Nurses share their impressions of the weekend. For a few seconds I imagine that I can tell about my weekend as well — that I can treat them with my pasties, retell my yesterday’s joke, brag that I learned to cut vegetables like a chef. But I can’t.
An usual work day begins: I distribute pills, put patients on drips, measure their blood pressure, listen to them, comfort them, sympathize with them. During the day I take a seat only once and for only ten minutes. For lunch I quickly eat fish that we cooked together. I think of you once again, my heart gets filled with warmth and my hospital despair abates.

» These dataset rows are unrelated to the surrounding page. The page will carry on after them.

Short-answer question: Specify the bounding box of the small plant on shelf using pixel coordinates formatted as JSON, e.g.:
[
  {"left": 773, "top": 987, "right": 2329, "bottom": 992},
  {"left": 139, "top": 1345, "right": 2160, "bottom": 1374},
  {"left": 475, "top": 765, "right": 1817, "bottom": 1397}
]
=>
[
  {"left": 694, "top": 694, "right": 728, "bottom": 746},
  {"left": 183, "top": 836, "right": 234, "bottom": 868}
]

Patients have visitors. I try to imagine their stories, guess the relationship between a patient and a visitor. And I think about my stuff again — would you be able to come and sit at my bed if I get sick? What will you tell your boss, asking for a day off?
A day comes to an end very fast. When I enter the yard near our building, the neighbors on a bench intentionally lapse into silence and turn away. Aunt Katia poignantly asks whether I think that my sister has been staying at my place for too long. “She is not my sister, she is my beloved,” I tell her. I pronounce it with pride but I say it only in my head. In reality, I mutter a quick “aha” and quickly open the front door.
My mum calls me and a usual evening session of reprimanding is open: what I am thinking about, the clock does tick-tock, nobody will need me later, all my classmates are already married and have children, I am the only one “sitting and waiting.” I agree with every word she says and say that I am just not ready yet. In my mind I am trying to estimate for how many years I will have to listen to this before I can start saying that I am too old and nobody will marry me.
This is how we live together, you and I, for already three years. We hide, keep silence, and lie. Some day, maybe, I will tell my parents and colleagues about you. Some day, maybe, we will be able to walk in the streets, holding our hands. For now, these are just dreams. My candid dreams.